Con las pruebas genéticas las personas pueden ser conscientes de las probabilidades de padecer una dolencia a corto o a largo plazo, y así tomar precauciones para evitarla o atenderla tempranamente. Pero también puede ser una herramienta en su contra. Junto con la maravilla de la ciencia aplicada a las pruebas genéticas, ha nacido un gran temor: la discriminación que pueden generar. A medida que estos exámenes se han ido masificando han surgido muchas preguntas. ¿Hasta dónde es posible y legítimo decidir sobre esa información médica?
¿Las empresas y organizaciones serán tentadas a utilizarla en sus procesos de selección de personal? ¿Las compañías de seguros buscarán la información para su beneficio?
Los sindicatos se han manifestado en contra de la utilización de resultados biológicos para reclutar empleados. Sin duda, el mayor conflicto en este asunto es el manejo de información genética sin el consentimiento de las personas: originaría dilemas legales, sociales y éticos en torno al tema. Existen cientos de pruebas en el mercado, incluso se puede comprar toda la secuencia genética de una persona. Sin embargo, es enorme el temor de que estos exámenes puedan ser utilizados en recursos humanos para selección de personal.
Las empresas, para obtener una mayor rentabilidad desean aprovechar al máximo la fuerza de trabajo y evitar ausentismos prolongados por enfermedades. La tentación de usar estos exámenes es enorme al contratar empleados o funcionarios que gocen de buena salud en el presente, y en el futuro. El conocer sus características genéticas les permitiría tomar medidas para identificar qué ambientes pueden perjudicarlos, y a la vez, las empresas se someterían a dictámenes de salubridad en los ambientes de trabajo.
Las pruebas a los empleados les ofrecería la oportunidad de adquirir hábitos saludables y hacer elecciones de vida sensatas: muchas enfermedades pueden evitarse si se conoce que hay cierta tendencia a padecerlas.

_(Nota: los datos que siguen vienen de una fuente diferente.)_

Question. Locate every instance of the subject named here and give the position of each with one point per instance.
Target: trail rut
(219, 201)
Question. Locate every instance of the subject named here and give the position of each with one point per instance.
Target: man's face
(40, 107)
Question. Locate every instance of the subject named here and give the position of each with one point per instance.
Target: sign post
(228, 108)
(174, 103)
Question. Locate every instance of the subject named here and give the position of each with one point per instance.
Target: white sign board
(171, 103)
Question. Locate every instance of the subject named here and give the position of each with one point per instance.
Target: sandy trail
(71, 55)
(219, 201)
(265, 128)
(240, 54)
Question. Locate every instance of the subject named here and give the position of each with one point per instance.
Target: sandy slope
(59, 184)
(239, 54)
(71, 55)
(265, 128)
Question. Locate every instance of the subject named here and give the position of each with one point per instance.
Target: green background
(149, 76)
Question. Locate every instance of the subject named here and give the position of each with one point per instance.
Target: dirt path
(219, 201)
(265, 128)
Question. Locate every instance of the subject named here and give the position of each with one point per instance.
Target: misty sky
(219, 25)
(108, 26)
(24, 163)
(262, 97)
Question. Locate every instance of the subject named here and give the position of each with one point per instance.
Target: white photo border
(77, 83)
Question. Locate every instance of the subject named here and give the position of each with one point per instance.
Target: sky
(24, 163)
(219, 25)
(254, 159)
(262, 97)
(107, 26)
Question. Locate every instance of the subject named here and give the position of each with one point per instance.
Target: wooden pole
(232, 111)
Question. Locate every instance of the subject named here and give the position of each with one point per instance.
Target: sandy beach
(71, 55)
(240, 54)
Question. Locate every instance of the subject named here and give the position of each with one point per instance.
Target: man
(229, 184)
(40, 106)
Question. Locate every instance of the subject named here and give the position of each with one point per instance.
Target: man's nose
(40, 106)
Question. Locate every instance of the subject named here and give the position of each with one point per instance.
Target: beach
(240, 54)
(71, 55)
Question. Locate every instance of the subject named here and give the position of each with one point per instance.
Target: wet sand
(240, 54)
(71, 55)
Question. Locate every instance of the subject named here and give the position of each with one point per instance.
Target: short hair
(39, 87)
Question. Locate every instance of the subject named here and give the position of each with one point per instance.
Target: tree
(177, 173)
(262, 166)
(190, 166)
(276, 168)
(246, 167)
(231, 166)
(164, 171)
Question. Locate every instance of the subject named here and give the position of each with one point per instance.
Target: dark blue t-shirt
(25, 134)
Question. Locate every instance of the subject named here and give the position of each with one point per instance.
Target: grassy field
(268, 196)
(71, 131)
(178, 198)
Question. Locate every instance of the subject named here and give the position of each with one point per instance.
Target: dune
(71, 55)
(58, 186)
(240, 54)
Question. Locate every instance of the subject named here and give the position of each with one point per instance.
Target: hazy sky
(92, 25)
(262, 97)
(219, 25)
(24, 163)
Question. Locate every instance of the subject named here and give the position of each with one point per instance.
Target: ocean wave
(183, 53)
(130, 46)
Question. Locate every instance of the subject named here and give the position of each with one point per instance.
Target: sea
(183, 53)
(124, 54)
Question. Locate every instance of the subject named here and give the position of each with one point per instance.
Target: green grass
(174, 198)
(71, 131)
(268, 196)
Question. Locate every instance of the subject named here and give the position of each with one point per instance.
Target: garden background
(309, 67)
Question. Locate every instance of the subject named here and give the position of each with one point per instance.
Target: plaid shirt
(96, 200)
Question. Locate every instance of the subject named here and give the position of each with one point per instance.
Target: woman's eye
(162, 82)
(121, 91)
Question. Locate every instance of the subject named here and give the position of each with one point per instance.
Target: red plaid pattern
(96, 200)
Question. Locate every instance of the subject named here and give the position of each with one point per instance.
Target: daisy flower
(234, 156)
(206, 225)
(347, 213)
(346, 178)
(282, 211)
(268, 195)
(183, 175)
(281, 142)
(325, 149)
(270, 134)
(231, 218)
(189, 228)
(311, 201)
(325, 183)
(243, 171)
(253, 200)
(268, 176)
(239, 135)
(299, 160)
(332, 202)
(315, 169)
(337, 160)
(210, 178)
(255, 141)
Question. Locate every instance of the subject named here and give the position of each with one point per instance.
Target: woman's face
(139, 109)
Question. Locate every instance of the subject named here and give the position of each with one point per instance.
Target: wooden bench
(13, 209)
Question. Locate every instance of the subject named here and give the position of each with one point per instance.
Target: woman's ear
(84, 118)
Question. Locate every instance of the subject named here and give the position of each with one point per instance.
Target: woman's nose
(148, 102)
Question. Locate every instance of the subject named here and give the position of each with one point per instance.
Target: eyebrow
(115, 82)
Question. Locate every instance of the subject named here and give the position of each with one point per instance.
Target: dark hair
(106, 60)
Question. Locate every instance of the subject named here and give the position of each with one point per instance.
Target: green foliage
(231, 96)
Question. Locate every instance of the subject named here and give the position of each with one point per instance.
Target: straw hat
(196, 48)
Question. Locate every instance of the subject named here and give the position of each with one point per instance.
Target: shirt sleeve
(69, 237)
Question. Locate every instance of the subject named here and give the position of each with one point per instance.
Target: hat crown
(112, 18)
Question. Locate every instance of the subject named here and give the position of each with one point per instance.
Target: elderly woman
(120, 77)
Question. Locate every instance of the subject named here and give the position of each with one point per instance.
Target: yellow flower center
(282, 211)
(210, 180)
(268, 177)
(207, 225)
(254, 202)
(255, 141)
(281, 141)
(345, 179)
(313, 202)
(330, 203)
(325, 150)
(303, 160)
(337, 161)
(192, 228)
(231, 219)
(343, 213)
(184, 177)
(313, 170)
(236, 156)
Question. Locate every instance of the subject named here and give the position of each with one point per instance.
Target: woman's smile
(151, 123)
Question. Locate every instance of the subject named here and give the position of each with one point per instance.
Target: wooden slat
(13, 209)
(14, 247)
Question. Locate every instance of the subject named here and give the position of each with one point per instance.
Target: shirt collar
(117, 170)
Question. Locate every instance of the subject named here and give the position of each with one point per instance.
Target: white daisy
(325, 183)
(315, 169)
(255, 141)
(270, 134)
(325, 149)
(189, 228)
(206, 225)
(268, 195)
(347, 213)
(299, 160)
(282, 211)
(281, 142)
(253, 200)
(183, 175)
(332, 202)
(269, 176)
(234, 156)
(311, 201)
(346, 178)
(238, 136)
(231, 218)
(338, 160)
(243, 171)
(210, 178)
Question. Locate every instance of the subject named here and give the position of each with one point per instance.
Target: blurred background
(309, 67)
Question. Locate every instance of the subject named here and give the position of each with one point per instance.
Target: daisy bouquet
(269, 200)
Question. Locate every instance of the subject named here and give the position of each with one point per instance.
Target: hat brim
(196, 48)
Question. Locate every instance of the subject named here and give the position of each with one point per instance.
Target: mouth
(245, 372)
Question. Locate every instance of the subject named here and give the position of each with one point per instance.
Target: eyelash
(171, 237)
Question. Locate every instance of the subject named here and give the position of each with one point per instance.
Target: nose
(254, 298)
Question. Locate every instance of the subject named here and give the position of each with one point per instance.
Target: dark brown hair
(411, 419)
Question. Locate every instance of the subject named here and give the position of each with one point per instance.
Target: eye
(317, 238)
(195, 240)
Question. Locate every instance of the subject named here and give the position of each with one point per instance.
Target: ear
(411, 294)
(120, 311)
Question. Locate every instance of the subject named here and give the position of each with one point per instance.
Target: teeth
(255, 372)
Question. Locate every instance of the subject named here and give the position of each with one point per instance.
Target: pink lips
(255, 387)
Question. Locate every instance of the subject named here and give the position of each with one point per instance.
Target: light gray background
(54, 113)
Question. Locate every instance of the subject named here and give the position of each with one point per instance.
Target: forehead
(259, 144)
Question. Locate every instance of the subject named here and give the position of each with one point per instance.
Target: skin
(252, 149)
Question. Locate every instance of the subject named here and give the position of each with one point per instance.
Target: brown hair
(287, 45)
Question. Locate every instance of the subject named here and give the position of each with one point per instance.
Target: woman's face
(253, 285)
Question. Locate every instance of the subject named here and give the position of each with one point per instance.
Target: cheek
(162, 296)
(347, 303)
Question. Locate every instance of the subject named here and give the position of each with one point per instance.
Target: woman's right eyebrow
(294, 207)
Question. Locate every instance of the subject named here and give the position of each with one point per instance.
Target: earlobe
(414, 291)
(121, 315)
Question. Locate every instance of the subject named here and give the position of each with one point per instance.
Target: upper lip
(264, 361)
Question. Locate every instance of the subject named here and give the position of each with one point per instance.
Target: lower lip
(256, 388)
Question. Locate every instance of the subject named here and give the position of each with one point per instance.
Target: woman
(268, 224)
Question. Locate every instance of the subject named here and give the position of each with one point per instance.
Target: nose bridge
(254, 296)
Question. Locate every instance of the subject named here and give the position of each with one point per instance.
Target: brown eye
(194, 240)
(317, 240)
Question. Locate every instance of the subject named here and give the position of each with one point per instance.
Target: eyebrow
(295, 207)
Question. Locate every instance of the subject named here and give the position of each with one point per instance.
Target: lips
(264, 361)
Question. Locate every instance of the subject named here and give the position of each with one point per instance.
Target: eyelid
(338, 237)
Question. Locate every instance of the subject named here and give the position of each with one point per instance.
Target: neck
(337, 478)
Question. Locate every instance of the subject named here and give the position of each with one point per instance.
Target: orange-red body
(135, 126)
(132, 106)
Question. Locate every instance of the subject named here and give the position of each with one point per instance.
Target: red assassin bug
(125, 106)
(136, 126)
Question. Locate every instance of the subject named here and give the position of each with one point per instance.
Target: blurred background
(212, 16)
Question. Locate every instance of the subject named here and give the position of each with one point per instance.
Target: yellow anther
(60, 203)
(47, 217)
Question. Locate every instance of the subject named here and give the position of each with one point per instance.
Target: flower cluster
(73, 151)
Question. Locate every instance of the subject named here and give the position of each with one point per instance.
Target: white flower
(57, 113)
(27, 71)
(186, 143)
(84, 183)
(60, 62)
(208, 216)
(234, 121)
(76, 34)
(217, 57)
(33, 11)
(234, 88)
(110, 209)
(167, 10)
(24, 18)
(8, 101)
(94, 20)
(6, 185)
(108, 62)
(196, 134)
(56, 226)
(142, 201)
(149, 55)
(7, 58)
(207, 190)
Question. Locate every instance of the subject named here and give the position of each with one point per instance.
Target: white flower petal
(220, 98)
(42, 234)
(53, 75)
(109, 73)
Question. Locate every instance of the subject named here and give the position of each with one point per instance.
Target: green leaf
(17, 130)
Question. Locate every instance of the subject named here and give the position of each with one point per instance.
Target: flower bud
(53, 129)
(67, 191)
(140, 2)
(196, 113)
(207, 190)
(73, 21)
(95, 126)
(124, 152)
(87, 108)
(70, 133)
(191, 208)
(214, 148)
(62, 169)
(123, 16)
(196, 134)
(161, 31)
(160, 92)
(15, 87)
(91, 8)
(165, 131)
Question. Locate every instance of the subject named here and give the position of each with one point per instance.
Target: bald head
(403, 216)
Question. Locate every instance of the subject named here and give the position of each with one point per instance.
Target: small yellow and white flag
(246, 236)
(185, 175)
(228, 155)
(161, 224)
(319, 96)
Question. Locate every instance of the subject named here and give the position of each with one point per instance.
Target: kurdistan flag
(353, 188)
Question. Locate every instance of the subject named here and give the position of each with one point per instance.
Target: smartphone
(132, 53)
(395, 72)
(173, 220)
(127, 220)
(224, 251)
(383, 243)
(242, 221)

En realidad no son sólo las empresas las que tienen el derecho a saber, sino los empleados deben conocer los riesgos de trabajo. ¿Las condiciones de la empresa son saludables? ¿Están libres de contaminación ambiental?
La normativa de la UNESCO a través de la “Declaración Internacional sobre Datos Genéticos” estableció los principios que los países se obligan a cumplir mediante sus propias legislaciones. En 2008 EU promulgó la ley GINA con el objetivo de no discriminar mediante información genética, y estipuló que ni organizaciones ni aseguradoras de salud podían excluir a individuos en base a sus datos genéticos. En Alemania la ley se basa en los principios éticos del respeto por la autonomía y la privacidad: a nadie se le puede someter a pruebas sin su consentimiento. Ni los empleadores ni las aseguradoras pueden exigir un análisis genético. Discriminar a alguien o estigmatizarlo por sus características genéticas está prohibido.
Otro aspecto muy importante a considerar por los pacientes, médicos y juristas es que las predicciones de las pruebas genéticas exigen un alto grado de ética profesional, e implican cierto margen de error porque existen muchos factores que pueden influir en la salud. Una persona con carga genética negativa puede vivir una vida con hábitos saludables y no enfermar, mientras que otra, a pesar de pruebas excelentes, puede contribuir con su estilo de vida a desarrollar un padecimiento.